We use NCBI BLAST tool (ftp://ftp.ncbi.nih.gov/blast) to do a sequence alignment with orthologue gene provided from Ensembl or NCBI, and then we obtain a relation of exons of different species gene. The above table shows the relation of exon regions in six species (Fig 6a). In the table, id in green which looks like 'ENSG00000114626' has a link has a link to original Ensembl exon id making up exon region,-1 strand for Intron (e value < 1e-3) , 0 stands for no aligned exon (e value > 1e-3) , other numbers stand for Exon Region number (e value < 1e-3)

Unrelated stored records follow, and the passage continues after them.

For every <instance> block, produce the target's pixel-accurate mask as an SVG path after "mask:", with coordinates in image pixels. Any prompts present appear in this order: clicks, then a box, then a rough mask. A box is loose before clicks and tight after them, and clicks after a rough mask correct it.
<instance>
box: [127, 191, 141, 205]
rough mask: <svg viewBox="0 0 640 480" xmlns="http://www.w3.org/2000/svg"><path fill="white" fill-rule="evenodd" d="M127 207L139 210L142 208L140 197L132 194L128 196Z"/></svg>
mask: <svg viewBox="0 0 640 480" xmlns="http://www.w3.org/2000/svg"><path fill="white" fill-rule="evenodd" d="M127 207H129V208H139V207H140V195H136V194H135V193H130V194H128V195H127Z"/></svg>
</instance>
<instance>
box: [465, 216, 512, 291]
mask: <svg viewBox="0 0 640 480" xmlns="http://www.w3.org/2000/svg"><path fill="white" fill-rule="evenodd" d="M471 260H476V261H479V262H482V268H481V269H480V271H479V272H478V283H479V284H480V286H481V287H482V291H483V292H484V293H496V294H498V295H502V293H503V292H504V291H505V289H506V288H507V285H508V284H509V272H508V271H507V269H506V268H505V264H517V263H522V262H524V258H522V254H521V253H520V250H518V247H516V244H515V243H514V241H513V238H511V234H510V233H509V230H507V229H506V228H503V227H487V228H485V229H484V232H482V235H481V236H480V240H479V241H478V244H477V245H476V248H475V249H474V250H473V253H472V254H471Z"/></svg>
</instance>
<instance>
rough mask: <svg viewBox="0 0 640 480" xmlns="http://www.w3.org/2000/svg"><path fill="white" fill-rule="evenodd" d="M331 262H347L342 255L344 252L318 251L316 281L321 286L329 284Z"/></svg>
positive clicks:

To demonstrate the relation of exons in orthologue gene more clearly, we create a graph by using the data in the above table (Fig 6b). In the graph, the green block stands for exon region in gene, grey block strands for intron sequence corresponding to exon region in orthologue genes.

e) Expressino Information

1) Data

Tissue Species total reads (pair-end) read length(bp)
brain Mouse 19,037,324 100
cerebellar Mouse 10,062,700 115
brain Rat 12,285,034 115
cerebellar Rat 10,870,015 114

Fig8 a

We use NCBI SRA database (http://www.ncbi.nlm.nih.gov/sra/) to calculate gene, transcripts and exon region expression[Fig8 a]. While, we also sequencing brain and cerebellar from brain and cerebellar by ourselves. Mouse and rat (brain and cerebellar) high-throughput sequencing data were generated using standard Illumina/Solexa sequencing platform at China National Human Genome Center (Shanghai). The data's described above.[Fig8 a]

2) Gene Expression

Fig8 b

This histogram shows the expression of gene in a varity of tissues and the table provides exactly FPKM in tissues. Users can facilitate observe the gene expression in different tissues.[Fig8 b]

3) Transcript Expression

Fig8 c

This lineplot shows expression of transcripts in a variety of tissues and the table provides each transcripts's FPKM in tissues. Transcripts in grep has no protein production according to Ensembl transcript annotation. Click the lengend, the corresponding line could be hide, which is useful when the gene has too many transcripts. Users can find out which transcirpt take a domaint position in specific tissue from this part, which may be helpful in experiment.[Fig8 c]

4) Exon Region Expression

This lineplot shows expression of exon regions in a variety of tissues and the table provides each exon region's FPKM in tissues.[Fig8 d]

You may find some genes of species in NCBI, but not in our database. The following reasons can cause this happen:
  1. Our data is based on Ensembl 68 release versions. With the data update, more genes may be found.
  2. Our database only includes orthologus genes which show 1 to 1 with human genes in Ensembl.